A key topic for a number of regulators is how to increase competition in the provision of bank account services. Some of the issues to be addressed are the sizable investments required to get a new bank off the ground, the problem of gaining access to payment and clearing services and finally ensuring that all banks can provide good interfaces to all their customers. Whilst some progress is being made on access to payment services and appropriate regulation, there seems to be a view that control over bank accounts could be provided not only through banks.
This “unbundling” of banking, similar to what happened in the telecoms, gas and electricity industries over the last 20 years, separates the provision of banking from the way that customers access it. In the telecoms industry this created increased competition with new telcos able to leverage the existing infrastructure owned by the large national provider and own the “last mile” connection to the customer, either by renting telephone lines or by installing their own connections. Could this approach work for competition between #FinTechs and banks in the same way?
The Payment Services Directive 2 establishes a regulatory regime for trusted third parties (TPPs) to access corporate and consumer bank accounts on behalf of their customers. These are broken into of two types in the directive: Account Information Service Providers, who provide services related to account and statement data such as financial analysis, and Payment Initiation Service Providers, who can enable payments from the associated payment accounts. Each TPP will have no contractual relationship with the bank or payment institution and will require customer authentication to access the payment accounts, see previous article here.
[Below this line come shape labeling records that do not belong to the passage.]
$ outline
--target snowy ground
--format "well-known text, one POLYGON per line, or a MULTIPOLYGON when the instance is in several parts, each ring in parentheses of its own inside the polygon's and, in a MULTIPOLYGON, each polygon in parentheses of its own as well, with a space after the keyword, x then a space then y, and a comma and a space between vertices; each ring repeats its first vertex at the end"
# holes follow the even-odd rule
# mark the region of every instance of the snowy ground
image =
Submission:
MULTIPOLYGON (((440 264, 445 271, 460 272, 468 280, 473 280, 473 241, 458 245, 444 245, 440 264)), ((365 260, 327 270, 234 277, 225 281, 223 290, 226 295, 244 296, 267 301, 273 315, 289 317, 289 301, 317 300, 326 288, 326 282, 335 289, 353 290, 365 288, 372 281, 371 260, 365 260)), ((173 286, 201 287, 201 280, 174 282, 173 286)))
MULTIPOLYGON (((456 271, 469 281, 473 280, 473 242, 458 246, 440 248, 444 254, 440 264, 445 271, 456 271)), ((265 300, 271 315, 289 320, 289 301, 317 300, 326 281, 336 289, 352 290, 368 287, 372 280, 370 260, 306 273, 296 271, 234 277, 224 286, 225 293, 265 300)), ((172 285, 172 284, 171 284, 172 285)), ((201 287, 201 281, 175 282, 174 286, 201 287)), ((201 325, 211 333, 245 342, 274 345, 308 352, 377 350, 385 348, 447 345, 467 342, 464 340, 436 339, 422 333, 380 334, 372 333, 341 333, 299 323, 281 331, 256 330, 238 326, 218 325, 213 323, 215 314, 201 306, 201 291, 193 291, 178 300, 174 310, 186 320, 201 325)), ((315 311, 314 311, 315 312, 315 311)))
This can be successful only if there is a similar, if not identical, Application Programme Interface (API) to access accounts as a multiplicity of TPP apps to cover their holding of bank, credit card and alternative payment accounts is almost exactly what we have now with multiple banking apps used to manage accounts at each bank. Whilst the PSD2 transpositions are at least 12 months away, the work required to implement it is starting now.
With simpler access to bank account information we will see the development of innovative applications and new uses of payments data for consumers. For example allowing an insurer to see your purchase history could enable them to tailor your house contents policy to you. It is also unclear as to which organisations will become a TPP:
- Personal financial analysis businesses gaining easier access to more consumer data
- Mobile payment companies getting increasing country coverage across the EU
- Banks or existing payment institutions competing against other banks, PLC’s and #FinTechs
- Corporate banking applications gaining direct, real-time connectivity to accounts
- Debt assistance companies help consumers manage their financial accounts
- Other innovative software providers
In the UK, HM Treasury has helped to create the “Open Banking Working Group” initiative with Payments UK and the Open Data Institute. This focuses on creating open APIs for consumers and businesses to control and monitor their bank accounts. This project may well influence the way that the PSD2 is implemented across Europe and goes beyond what the directive requires. An initial report is awaited eagerly, giving a first, formal response from the payments industry to the PSD2. It is anticipated that 2016 will see more detail around the proposal and potentially some early prototypes and proofs of concept.
As the countdown to the PSD2 implementation in 2017 proceeds, more information will emerge but 2016 looks like the year which will set the agenda for access to accounts and the proposed responses from the payments industry.